Monday, June 20, 2005

You're in my heart, you're in my soul

So, in less then an hour, i am leaving Vermilion. It has really struck me that my time here is finally coming to an end, and it is not easy. Yesterday at church, the people (but mostly the teens) were saying goodbye to me, hugs and handshakes ect, and it was so hard. I felt like crying because these people had been my family and friends all year, they took care of me, they were generous to me, and they gave me an opportunity to learn and live among them. It was really hard to leave church. Then of course today, i left Cara, not an easy thing to do, but we both put brave faces on, knowing and trusting that even though we are far away, and won't see each other every day, that it's going to work out. This is the relationship. This is the girl. So, now i am going to go to Co-op and buy some donuts for the guys at work, i'm going to stop in there have coffee with them and say goodbye, and hopefully hear about a job in Calgary that my boss Dean was trying to get me. That would be awesome. From there i will gas up my car at Shell, buy a bottle of water, put on my Foo Fighters Acoustic CD and go to Spruce Grove and visit my family there for today. I also am planning to have supper with Tina tonight for her Birthday. Then tomorrow, after all this waiting, and dreaming and pining, i will arrive in the flooded city of Calgary. I think i will take one of them Mississippi River boats to get there, after all Calgary is becoming the fist underwater human habitat from what i hear, which has always been a dream of mine anyway. So thats my plan, and thats how it's going to go down.

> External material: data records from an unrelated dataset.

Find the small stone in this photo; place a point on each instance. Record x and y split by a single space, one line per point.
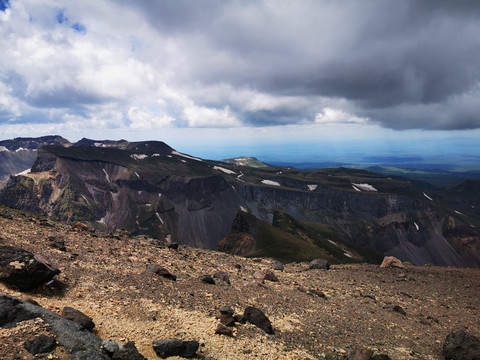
223 330
361 354
173 246
167 348
277 265
461 346
161 271
77 316
41 344
207 279
319 264
222 275
258 318
391 262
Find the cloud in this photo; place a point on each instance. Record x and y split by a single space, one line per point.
400 64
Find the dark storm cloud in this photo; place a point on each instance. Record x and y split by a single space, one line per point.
402 63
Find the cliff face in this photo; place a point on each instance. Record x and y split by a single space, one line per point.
149 188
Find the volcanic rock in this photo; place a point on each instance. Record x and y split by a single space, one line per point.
461 346
80 318
21 268
40 344
391 262
258 318
167 348
319 264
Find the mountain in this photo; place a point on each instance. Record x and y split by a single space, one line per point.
18 155
245 161
112 280
150 188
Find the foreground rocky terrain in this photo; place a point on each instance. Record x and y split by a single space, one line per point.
315 314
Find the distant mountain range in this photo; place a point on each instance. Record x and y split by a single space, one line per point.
341 214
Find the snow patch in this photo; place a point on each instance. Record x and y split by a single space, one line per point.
138 156
24 172
428 197
364 187
226 171
270 182
159 218
186 156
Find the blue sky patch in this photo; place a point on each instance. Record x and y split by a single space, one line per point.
60 16
80 28
4 4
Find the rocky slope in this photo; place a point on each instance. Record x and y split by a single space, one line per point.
315 314
150 188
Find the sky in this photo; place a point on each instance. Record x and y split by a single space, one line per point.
217 78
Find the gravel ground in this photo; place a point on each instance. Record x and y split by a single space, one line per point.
105 277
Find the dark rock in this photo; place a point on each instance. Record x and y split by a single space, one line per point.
258 318
319 264
161 271
391 262
167 348
240 319
318 293
277 265
222 275
399 309
78 343
361 354
227 310
21 268
461 346
381 357
80 318
56 241
207 279
223 330
41 344
110 347
173 246
128 352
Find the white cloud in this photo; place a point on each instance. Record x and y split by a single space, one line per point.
337 116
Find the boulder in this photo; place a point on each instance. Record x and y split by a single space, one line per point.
128 352
161 271
56 241
361 354
80 318
391 262
258 318
167 348
78 343
40 344
23 269
461 346
223 276
277 265
319 264
207 279
223 330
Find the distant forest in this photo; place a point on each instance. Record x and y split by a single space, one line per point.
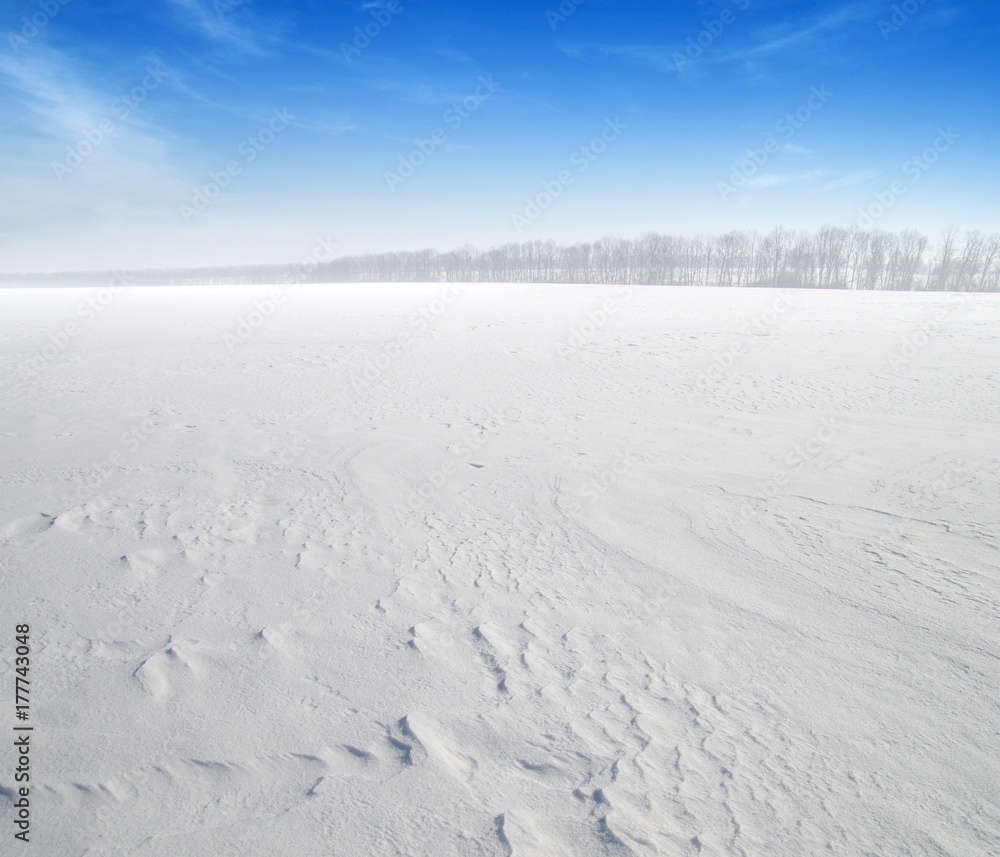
832 258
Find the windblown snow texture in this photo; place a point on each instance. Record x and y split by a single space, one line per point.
410 570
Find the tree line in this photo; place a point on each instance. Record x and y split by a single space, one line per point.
831 258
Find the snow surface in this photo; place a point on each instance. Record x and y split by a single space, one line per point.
542 586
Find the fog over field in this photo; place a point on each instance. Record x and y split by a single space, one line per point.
555 429
508 570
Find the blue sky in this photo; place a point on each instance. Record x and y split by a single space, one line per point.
189 132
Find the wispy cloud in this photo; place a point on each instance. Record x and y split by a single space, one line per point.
848 180
205 18
768 180
759 45
780 38
125 161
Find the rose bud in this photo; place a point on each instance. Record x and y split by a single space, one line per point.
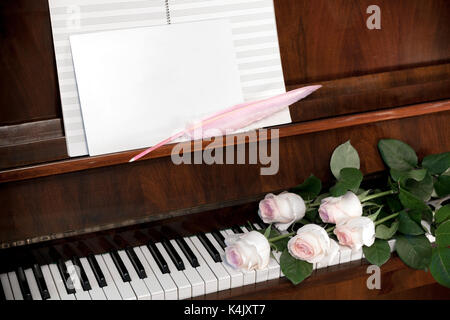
283 209
336 210
356 232
312 244
247 251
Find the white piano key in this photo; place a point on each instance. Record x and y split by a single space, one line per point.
124 288
59 283
262 274
392 244
249 276
356 255
96 292
345 254
237 276
183 285
224 279
138 285
6 286
110 290
73 271
32 284
15 286
156 291
165 280
203 269
274 266
197 283
51 287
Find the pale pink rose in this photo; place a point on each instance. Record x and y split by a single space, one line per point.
312 244
356 232
283 209
247 251
338 209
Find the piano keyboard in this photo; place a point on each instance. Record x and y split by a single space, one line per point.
177 269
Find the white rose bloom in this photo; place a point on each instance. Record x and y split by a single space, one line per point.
338 209
247 251
283 209
356 232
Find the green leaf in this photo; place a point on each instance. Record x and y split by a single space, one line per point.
442 185
378 253
397 154
295 270
374 216
437 163
344 156
442 214
415 251
421 189
350 179
418 174
440 266
309 189
443 234
410 201
384 232
408 226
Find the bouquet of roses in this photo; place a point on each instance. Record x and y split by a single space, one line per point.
307 227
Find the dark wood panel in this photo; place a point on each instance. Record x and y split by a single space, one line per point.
156 188
28 82
31 143
374 92
84 163
328 39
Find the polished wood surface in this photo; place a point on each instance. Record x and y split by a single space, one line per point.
84 163
151 189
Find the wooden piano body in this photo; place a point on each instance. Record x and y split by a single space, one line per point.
387 83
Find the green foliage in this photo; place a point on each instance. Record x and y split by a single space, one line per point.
378 253
443 234
344 156
415 251
384 232
440 266
295 270
397 154
437 163
350 179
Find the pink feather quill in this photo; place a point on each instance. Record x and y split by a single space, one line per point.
238 116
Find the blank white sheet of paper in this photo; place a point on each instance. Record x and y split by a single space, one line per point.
139 86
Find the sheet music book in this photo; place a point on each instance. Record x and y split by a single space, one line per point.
253 30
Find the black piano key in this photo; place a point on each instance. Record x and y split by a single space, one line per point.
2 293
42 286
187 252
219 238
173 254
68 283
98 273
136 263
236 229
83 277
209 247
120 266
162 264
23 284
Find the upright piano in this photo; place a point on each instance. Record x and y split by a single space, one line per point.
153 230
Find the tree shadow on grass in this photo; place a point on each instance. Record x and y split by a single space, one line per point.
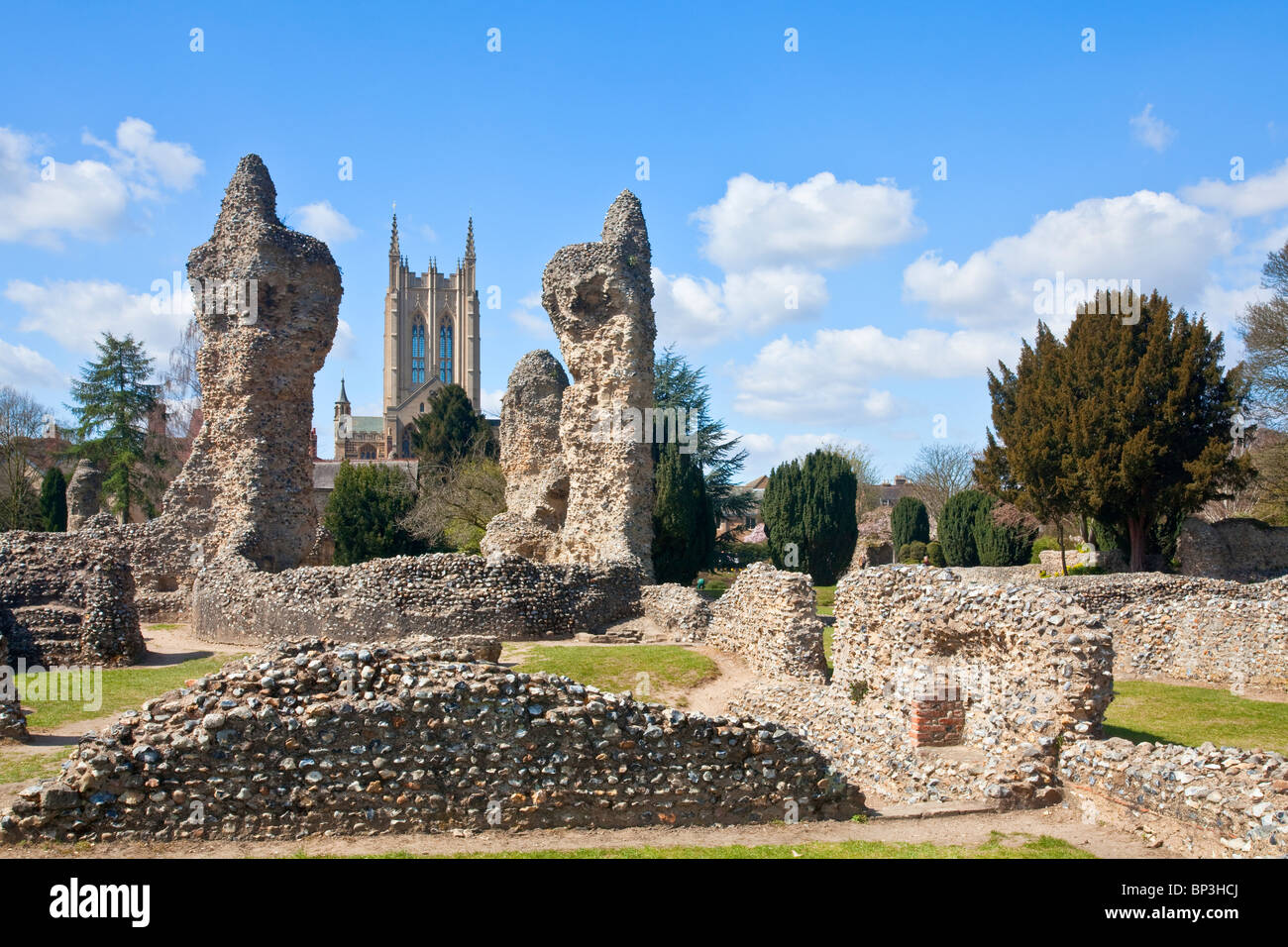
1133 736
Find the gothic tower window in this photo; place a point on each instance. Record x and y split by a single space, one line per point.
445 354
417 355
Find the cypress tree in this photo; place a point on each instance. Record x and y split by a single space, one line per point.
1150 436
828 512
1004 535
958 526
53 500
781 509
683 521
910 522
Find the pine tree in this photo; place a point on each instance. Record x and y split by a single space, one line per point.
1004 535
1150 433
1128 424
114 401
1033 415
366 513
910 522
781 509
679 385
53 500
451 429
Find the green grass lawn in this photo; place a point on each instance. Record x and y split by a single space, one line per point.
715 583
124 688
1144 710
825 598
617 668
1000 845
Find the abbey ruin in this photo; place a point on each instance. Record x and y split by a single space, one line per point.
376 701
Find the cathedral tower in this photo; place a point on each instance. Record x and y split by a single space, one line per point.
432 338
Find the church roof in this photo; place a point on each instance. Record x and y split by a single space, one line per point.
368 425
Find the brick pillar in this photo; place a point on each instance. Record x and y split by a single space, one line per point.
938 714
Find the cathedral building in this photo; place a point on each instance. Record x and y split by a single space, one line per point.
432 339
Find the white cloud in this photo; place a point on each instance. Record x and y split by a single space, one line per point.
76 313
43 200
819 223
1146 236
695 311
832 375
532 320
765 451
85 198
322 221
1150 131
1261 193
346 343
24 368
145 161
772 240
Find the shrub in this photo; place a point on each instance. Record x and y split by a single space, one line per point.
366 513
910 521
1041 545
1004 536
935 551
958 525
912 553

Song of the day: Across the Sea - Weezer. Yesterday i bought Cara Weezer's second CD Pinkerton. Since then we listened to it together and it seemed like she was really enjoying it. Anyway, "across the sea" - used to be special to me because of my memory attached to it regarding a girl named Shannon, but since Shannon no longer occupies a space in my heart and a large amount of time has passes since then, it will now remind me of Cara, because it's actually about the girl from Japan that Rivers was corresponding with, and he seemed to create a romance with her in his head, but knew it couldn't work out (because she was only 18), but this is not to say it won't work out with me and Cara, but to say that i will miss her - The chorus of the song says "Why are you, so far away from me? I need help and you're way across the sea" The sea of course in my case in actually Plains, or Praries, however you feel it fits. Anyway, i should get a move on, cause thats what i do.

I love you all, and I love Vermilion - Goodbye and Fondest Memories

The Shaolin

ps. I'm gonna try and hook my friend Tim up with Cara's best friend, and as i said to Cara last night, "it could either be the best thing ever, or the biggest piece of Sh*t of all time", but i hope it will work, that would be keen.